In U.S. Pat. No. 3,979,279 a stabilized lubricating oil stock resistant to oxidation and sludge formation upon exposure to a highly oxidated environment is formed by contacting a high viscosity lubricating oil stock with hydrogen in the presence of a catalyst of low acidity comprised of a platinum-group metal on a solid refractory inorganic oxide support.
A two-stage process for preparing a high quality lube basestock oil is disclosed in U.S. Pat. No. 4,181,598 in which a raffinate is mixed with hydrogen and the mixture contracted with a dewaxing catalyst comprising a ZSM-5 type catalyst to convert the wax contained in the raffinate to low boiling hydrocarbons and subsequently, contacting the dewaxed raffinate in the presence of hydrogen at a temperature of 425.degree.-600.degree. F. with a hydrotreating catalyst comprising a hydrogenation component on a non-acid support. Hydrotreating the dewaxed raffinate is limited to saturate olefins and reduce product color without causing appreciable desulfurization.
It has been found in a hydrofinishing optimization study that at higher temperatures above 500.degree. F. oxidation stability as measured by RBOT declined, but that the viscosity index could be increased several numbers. Also, it has been discovered by the inventor's coworkers that high V.I. lubes can be manufactured from marginal crudes by successive furfural extraction, catalytic dewaxing, and hydrotreating over strong hydrogenation catalysts to desulfurize and crack the sulfur compounds to lower boiling product out of the lube range as disclosed in copending U.S. patent application Ser. No. 528,331 filed concurrently with the present application.

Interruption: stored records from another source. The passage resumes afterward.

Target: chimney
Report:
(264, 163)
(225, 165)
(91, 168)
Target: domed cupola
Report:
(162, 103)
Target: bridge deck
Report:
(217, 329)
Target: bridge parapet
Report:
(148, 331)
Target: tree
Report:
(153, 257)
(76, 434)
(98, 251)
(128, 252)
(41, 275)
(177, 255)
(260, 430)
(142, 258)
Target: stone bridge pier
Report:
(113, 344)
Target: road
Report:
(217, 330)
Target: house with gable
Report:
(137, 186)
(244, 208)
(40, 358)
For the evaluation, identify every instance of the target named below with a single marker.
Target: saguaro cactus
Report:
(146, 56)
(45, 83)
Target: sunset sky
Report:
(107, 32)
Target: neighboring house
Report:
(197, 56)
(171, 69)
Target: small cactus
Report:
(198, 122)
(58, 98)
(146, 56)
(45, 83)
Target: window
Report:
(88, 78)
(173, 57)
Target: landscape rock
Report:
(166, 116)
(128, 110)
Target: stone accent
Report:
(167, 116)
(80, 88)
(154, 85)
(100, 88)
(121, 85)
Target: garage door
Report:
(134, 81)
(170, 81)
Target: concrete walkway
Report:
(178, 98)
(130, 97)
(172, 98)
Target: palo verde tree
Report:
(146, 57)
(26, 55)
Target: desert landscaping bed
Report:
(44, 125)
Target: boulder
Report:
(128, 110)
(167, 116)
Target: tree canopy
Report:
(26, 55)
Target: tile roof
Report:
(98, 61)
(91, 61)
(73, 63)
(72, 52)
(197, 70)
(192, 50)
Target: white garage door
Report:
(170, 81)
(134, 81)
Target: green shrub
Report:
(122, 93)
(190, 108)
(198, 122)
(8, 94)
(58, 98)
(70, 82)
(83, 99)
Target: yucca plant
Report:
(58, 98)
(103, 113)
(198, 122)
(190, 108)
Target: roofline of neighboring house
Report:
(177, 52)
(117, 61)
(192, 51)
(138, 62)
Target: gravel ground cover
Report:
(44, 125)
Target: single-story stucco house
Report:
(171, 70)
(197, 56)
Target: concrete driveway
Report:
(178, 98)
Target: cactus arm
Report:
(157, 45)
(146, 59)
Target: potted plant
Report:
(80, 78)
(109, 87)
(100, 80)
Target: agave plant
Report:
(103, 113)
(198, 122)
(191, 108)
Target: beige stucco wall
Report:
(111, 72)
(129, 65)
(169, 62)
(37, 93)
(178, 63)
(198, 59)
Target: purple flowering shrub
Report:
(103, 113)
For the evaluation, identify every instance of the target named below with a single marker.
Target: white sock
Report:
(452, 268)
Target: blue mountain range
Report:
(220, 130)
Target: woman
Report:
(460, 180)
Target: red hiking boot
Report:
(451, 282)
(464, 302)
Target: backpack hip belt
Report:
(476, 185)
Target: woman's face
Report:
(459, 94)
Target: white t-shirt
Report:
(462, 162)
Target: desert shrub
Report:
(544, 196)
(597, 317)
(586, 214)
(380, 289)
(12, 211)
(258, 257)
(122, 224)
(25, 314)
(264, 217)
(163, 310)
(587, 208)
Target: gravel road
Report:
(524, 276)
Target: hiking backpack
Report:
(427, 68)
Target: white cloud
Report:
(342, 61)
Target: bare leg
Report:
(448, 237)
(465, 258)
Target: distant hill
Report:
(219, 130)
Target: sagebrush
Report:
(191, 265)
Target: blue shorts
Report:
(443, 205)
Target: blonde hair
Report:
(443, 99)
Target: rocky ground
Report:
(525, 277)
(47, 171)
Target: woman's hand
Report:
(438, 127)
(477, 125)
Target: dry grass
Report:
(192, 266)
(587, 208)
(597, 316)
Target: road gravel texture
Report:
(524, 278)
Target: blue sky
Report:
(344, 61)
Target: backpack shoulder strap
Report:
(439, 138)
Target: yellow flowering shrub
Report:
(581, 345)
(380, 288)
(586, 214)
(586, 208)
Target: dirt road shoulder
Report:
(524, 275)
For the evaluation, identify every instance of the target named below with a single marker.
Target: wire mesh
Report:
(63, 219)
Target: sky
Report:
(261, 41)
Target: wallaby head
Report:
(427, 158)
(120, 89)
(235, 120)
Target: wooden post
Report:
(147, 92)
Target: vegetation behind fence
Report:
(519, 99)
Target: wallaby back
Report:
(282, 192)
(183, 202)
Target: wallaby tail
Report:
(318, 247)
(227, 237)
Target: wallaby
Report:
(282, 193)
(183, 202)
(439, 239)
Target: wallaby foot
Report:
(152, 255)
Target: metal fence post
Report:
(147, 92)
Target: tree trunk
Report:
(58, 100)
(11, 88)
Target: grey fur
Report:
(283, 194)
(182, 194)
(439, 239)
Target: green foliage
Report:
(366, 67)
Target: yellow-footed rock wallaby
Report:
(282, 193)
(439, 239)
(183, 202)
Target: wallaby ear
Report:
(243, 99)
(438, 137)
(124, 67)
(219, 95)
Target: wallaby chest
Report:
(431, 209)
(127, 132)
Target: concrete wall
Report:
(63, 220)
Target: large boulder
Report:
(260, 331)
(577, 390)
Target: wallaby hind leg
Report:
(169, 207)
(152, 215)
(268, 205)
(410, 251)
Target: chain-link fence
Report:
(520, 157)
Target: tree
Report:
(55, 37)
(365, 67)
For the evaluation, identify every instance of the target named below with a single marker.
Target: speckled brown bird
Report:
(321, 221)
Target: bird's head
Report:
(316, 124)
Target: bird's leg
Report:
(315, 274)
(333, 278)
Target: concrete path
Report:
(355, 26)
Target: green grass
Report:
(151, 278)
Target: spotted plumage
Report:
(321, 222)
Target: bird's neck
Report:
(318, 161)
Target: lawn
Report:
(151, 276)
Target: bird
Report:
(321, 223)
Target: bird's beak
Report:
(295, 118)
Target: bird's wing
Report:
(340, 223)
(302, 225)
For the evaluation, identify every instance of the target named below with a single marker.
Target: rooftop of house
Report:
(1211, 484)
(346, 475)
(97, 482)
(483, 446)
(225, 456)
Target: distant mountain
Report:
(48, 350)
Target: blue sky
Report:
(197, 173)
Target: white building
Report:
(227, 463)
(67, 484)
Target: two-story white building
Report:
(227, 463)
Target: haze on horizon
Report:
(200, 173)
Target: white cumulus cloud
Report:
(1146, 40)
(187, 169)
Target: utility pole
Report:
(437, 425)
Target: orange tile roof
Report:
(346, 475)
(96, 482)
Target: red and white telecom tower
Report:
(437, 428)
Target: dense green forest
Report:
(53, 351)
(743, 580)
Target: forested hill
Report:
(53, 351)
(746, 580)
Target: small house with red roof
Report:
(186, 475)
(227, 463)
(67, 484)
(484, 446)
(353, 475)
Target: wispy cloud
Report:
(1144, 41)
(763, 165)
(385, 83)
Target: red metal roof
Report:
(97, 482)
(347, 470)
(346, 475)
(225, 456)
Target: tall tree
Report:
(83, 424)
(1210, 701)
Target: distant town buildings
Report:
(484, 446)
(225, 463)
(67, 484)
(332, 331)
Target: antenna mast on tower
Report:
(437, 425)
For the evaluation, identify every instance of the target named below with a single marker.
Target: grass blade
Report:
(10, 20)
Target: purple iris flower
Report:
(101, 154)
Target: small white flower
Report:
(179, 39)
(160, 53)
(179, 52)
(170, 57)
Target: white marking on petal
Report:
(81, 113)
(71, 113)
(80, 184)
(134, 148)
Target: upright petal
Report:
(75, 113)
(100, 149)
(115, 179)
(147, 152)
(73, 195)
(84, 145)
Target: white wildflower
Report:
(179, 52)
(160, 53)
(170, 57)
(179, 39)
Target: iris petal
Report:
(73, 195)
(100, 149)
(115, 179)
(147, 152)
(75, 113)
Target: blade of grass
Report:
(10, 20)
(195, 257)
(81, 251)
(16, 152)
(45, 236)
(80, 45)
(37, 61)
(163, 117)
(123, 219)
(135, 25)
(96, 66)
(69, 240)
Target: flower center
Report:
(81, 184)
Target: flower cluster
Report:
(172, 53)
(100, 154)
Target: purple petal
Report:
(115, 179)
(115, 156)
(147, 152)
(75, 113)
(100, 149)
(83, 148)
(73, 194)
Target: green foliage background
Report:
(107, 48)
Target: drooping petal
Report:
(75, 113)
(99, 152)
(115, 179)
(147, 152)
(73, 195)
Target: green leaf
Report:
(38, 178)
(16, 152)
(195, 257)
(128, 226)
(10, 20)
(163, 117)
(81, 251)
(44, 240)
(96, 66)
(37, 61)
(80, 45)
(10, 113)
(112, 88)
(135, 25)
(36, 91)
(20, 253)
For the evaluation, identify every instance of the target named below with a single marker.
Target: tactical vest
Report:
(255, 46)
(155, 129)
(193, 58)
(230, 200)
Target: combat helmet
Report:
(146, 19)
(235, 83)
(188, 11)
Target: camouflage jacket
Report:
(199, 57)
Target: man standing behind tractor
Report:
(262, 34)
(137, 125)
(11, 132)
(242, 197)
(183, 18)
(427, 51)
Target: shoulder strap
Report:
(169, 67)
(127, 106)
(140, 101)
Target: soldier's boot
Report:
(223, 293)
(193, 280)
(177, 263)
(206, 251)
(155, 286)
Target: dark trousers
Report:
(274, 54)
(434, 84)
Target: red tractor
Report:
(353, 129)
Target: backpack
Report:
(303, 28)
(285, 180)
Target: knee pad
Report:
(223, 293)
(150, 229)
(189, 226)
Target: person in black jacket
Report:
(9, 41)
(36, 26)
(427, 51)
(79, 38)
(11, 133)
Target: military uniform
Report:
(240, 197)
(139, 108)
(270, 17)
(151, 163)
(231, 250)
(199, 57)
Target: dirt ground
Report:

It is an object of this invention to provide a process for increasing the viscosity index of a catalytically dewaxed lube basestock oil under conditions which greatly reduce the sulfur content of the lube oil basestock without loss of lube yield.
Another object of the invention is to produce a high V.I. lube oil basestock from catalytically dewaxed lube fractions to a viscosity index comparable to that achieved by solvent dewaxing. Other objects will be evident to those skilled in the art upon reading the entire contents of this specification, including the claims thereof.